Reed argued that although self-transcendence was an inherent process of maturation and development, self-transcendence could also be achieved by individuals of any age when faced with a loss, trauma, or illness that created a sense of vulnerability and awareness of mortality. The outcome of self-transcendence was well-being, marked by life satisfaction, positive self-concept, hopefulness, and a sense of meaning in life (Reed, 2009). Reed suggested factors that might promote  development of self-transcendence, including altruism, generativity, introspection, spirituality, lifelong learning, group therapy, creativity, journaling, meditation, and sharing wisdom with others.

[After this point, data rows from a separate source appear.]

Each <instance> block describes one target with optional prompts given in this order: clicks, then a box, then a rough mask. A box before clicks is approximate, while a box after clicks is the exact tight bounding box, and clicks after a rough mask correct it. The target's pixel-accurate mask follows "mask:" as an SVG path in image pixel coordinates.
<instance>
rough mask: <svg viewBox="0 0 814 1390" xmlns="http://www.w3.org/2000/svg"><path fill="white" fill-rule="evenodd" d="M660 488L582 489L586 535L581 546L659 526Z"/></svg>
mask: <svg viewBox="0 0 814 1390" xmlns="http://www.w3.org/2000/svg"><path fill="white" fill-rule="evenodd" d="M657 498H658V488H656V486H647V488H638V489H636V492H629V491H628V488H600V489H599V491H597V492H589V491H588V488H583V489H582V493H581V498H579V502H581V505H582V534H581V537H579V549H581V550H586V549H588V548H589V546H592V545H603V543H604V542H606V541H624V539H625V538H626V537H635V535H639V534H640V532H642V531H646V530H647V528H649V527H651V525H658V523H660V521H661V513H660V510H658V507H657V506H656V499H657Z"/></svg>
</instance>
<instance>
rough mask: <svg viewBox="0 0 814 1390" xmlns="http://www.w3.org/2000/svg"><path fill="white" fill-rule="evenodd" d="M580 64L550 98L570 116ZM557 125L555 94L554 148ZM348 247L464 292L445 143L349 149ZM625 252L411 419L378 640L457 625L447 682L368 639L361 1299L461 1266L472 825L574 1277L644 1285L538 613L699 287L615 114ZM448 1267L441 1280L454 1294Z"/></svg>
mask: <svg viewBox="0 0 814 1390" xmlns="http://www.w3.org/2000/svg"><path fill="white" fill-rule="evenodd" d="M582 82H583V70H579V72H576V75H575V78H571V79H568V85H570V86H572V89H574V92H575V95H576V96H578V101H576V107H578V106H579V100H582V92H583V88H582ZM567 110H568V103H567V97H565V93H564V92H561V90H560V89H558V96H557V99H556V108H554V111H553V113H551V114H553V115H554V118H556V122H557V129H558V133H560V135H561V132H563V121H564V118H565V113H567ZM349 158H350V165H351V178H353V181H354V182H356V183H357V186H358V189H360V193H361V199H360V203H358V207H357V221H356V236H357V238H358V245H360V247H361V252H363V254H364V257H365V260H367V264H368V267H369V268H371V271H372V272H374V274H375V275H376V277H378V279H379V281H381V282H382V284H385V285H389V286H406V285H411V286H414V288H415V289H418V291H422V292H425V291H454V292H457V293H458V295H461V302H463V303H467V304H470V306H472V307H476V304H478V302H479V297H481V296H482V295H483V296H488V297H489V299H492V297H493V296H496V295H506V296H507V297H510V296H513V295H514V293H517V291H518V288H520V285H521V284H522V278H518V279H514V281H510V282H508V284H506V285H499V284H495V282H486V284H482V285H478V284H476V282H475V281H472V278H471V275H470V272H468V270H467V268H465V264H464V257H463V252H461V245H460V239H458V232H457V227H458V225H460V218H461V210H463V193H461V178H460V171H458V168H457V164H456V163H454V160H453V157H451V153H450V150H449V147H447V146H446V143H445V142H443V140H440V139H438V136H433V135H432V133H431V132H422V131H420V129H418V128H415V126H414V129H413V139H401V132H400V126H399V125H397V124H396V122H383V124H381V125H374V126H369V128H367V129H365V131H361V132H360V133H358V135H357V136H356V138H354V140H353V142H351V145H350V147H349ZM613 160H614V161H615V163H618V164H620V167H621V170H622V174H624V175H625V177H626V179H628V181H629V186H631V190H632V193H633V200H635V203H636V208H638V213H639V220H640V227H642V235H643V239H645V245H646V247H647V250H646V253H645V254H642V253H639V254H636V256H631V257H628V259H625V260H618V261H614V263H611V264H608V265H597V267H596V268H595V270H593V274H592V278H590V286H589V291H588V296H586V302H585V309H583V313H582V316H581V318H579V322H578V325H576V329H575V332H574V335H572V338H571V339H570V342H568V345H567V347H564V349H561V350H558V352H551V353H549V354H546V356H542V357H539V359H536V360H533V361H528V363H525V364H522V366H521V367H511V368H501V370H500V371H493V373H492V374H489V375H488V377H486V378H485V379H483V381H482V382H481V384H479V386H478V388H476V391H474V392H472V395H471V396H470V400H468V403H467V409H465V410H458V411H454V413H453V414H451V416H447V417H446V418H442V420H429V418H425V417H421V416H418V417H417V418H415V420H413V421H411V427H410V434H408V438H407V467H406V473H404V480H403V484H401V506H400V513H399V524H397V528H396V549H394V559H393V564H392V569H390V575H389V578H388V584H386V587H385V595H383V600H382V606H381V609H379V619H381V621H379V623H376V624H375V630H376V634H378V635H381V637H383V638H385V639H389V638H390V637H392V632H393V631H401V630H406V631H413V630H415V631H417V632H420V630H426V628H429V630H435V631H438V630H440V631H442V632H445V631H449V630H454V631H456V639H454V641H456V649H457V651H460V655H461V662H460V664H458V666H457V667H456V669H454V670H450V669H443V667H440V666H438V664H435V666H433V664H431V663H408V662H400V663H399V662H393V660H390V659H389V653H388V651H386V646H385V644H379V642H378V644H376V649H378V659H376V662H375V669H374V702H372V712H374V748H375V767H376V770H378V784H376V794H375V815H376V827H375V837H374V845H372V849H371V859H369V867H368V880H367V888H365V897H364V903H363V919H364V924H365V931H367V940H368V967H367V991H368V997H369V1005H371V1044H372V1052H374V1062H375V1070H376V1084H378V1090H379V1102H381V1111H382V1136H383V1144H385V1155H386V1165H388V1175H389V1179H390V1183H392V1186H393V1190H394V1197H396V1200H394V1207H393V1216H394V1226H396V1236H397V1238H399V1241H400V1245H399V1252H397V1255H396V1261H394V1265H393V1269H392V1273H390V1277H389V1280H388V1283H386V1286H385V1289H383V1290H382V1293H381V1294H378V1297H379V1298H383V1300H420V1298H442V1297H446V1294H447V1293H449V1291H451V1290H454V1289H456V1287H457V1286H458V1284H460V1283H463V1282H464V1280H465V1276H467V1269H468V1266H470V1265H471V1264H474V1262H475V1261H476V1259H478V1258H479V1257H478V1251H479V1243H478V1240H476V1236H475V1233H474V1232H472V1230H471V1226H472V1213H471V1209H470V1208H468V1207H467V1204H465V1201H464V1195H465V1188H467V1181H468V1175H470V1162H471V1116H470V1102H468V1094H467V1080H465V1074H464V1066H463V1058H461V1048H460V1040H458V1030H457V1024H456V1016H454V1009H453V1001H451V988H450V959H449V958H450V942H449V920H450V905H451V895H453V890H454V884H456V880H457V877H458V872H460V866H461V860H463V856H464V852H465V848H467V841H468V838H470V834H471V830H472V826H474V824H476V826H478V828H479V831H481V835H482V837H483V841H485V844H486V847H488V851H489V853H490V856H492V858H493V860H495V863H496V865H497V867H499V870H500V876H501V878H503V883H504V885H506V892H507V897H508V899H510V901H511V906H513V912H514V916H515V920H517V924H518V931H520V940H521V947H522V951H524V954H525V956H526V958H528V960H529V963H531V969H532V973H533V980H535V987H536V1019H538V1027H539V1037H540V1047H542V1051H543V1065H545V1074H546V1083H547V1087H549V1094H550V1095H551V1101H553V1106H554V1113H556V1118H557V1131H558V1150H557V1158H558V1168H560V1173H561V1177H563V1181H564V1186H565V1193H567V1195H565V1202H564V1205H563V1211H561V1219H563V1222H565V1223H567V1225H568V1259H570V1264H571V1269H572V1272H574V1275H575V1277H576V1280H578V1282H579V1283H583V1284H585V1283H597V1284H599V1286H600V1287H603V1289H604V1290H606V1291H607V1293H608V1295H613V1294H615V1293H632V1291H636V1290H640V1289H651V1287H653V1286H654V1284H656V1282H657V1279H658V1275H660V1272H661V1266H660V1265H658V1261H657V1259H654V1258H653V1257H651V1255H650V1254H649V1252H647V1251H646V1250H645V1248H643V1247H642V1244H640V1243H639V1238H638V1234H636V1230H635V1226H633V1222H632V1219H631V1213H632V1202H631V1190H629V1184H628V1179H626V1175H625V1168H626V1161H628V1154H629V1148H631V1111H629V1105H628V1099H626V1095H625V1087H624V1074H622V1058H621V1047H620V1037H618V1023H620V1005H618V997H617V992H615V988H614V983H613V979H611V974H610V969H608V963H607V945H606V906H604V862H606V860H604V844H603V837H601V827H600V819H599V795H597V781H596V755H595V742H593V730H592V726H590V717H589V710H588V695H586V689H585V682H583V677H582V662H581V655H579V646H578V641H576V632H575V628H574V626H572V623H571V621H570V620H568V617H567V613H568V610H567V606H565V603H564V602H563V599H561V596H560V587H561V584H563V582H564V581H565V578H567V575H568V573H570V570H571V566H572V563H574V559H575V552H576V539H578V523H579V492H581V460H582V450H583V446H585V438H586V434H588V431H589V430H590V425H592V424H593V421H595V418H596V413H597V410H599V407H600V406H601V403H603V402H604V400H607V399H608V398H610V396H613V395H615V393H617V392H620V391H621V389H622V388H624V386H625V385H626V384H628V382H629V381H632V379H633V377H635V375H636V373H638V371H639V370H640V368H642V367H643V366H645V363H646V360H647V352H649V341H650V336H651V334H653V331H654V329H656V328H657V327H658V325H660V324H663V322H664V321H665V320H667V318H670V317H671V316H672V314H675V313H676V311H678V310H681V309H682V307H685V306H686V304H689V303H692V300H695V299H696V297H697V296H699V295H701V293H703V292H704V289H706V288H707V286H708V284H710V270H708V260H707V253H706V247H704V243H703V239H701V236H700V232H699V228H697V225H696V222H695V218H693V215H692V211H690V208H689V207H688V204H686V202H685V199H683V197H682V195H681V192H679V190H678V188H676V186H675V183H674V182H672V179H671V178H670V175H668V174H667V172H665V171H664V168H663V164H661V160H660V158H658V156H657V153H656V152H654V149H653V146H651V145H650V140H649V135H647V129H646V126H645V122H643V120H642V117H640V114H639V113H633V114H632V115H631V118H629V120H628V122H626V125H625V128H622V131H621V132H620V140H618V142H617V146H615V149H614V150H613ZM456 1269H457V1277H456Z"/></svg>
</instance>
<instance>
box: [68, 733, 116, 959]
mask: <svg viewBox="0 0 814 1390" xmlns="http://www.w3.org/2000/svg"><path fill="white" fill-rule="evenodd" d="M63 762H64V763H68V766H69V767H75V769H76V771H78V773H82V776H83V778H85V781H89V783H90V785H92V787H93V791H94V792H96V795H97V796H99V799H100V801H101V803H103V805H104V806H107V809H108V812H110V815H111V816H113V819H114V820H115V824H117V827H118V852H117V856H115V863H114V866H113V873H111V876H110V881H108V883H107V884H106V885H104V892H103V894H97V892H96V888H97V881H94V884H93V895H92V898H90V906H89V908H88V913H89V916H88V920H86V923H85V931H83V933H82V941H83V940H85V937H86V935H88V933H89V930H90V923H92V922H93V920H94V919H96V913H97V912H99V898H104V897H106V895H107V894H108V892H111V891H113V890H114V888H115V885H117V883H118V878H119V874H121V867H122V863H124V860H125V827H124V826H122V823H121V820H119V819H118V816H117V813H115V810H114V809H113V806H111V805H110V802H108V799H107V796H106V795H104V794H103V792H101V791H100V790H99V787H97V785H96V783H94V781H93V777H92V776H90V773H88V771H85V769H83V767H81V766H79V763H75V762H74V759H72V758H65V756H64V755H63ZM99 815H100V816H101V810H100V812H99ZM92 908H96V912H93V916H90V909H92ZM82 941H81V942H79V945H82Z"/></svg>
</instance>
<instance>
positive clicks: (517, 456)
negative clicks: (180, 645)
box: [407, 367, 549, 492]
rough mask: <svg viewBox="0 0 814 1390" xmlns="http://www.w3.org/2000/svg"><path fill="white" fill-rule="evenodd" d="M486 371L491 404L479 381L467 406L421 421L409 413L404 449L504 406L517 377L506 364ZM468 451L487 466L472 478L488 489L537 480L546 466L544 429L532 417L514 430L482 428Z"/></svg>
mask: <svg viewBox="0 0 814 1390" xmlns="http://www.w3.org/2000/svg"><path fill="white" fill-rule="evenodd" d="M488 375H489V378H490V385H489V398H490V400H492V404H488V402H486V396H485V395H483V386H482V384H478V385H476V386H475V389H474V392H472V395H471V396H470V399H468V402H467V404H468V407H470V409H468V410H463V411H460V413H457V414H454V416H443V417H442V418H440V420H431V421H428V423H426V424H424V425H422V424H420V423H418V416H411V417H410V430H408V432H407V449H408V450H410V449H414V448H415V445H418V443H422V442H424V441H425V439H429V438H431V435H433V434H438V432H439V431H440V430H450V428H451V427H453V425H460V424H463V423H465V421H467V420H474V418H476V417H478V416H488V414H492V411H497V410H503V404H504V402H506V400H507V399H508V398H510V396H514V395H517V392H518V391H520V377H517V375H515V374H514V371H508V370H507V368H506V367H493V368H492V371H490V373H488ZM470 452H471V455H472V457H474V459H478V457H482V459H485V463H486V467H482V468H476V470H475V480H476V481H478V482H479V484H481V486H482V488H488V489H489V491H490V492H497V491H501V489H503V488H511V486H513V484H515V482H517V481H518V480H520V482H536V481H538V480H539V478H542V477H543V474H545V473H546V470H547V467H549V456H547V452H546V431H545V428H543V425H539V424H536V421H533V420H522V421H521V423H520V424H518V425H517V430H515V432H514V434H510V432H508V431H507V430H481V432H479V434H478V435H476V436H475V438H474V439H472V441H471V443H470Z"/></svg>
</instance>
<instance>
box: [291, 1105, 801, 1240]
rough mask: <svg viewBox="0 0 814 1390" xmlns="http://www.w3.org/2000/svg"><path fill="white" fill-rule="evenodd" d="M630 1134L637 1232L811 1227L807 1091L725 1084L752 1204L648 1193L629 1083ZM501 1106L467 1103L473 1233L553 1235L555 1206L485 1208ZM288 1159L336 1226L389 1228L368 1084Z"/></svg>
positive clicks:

Overall, a change from a relatively compact, concentrated, self-centred ego to a

more open, fluid, blurred self. "The change in the perception of objects can include an elimination of the borders between "you" and "me", and between "us" and "them". An impression of being «one all together» becomes dominant. As a consequence, the degree of self-centeredness will diminish. To a certain extent the enclosed self is disaggregated and substituted with a cosmic self."; Progression from egocentricity toward awareness of a dimension greater than the self and a sense of being an integral part of the universe; characterized by Broadened personal boundaries within interpersonal, intrapersonal, transpersonal, and temporal dimensions (Reed, 2008, 2009).

Reed, P. G. (2008). The theory of self-transcendence. In P. R. Smith & M. J. Liehr (Eds.), Middle range theory for nursing (2nd ed., pp. 105-130). New York, NY: Springer.

Reed, P. G. (2009). Demystifying self-transcendence for mental health nursing practice and research. Archives of Psychiatric Nursing, 23, 397-400.